In the first step furfural – a highly promising feedstock for biofuel production – is produced from the acid-catalyzed dehydration of hemicellulose-derived sugar streams in a biphasic reactor. The second step is the aldol condensation of furfural with acetone in a THF solvent and using a NaOH catalyst to produce highly conjugated C13 compounds along with some oligomeric adducts formed through Michael addition reactions.
Next, the conjugated compounds are hydrogenated with a Ru/Al2O3 catalyst forming both the fully hydrogenated form of the C13 oligomers and also forming larger oligomers by Diels–Alder reactions. The extent of Diels–Alder reactions can be tuned by changing the temperature and feed concentration, thereby adjusting the distribution of liquid alkanes that can be produced.
In the last step, a bi-functional catalyst Pt/SiO2–Al2O3 is used for hydrodeoxygenation to produce the liquid alkanes or more specifically, fluid catalytic cracker cycle oil substitutes, having carbon numbers up to C31.

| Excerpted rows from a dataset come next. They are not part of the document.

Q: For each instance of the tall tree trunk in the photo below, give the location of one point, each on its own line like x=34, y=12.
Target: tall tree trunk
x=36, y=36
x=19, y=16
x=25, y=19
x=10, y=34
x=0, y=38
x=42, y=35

The result from a simple biorefinery model shows that about 55% of a furfural–acetone mixture (in a 10:3 weight ratio) can be converted into cycle oils while also producing other refinery products such as gasoline and natural gas.
The research was done using homogeneous catalysts, or catalysts of one chemistry and one reaction. The authors expect that new generations of solid heterogeneous (multiple chemistries and reactions) catalysts might more efficiently convert biomass resources into these targeted products. In the paper the team suggests new catalysts will likely be developed by understanding the fundamental chemical reactions, developing new synthesis techniques, using modern computational tools, and using in situ spectroscopy techniques.
It looks like they’re on their way as the last step in the report is a bi-catalyst.
The research is worthy news on more than one front. Dumesic and Huber are at the same university for one. They’ve launched into multiple reaction catalysts for two. They have lab product in hand for three. The process chemistry for building biofuels may well be very far ahead of the feedstock issues very soon.
There in lies the problem. Coming up with the sugar streams made from hemicellulose is still a major chemical, logistical and economic problem. Getting the farming, transport, precursor chemistry and treatment in a market situation is a huge task needing very attractive incentive for long terms.
The research is so new that no estimates of costs or operating expenses are known. Yet the basic nature of the work is very encouraging.
Two of the cleverest guys in biofuels are on the same campus. There is certainly more, much more, to come.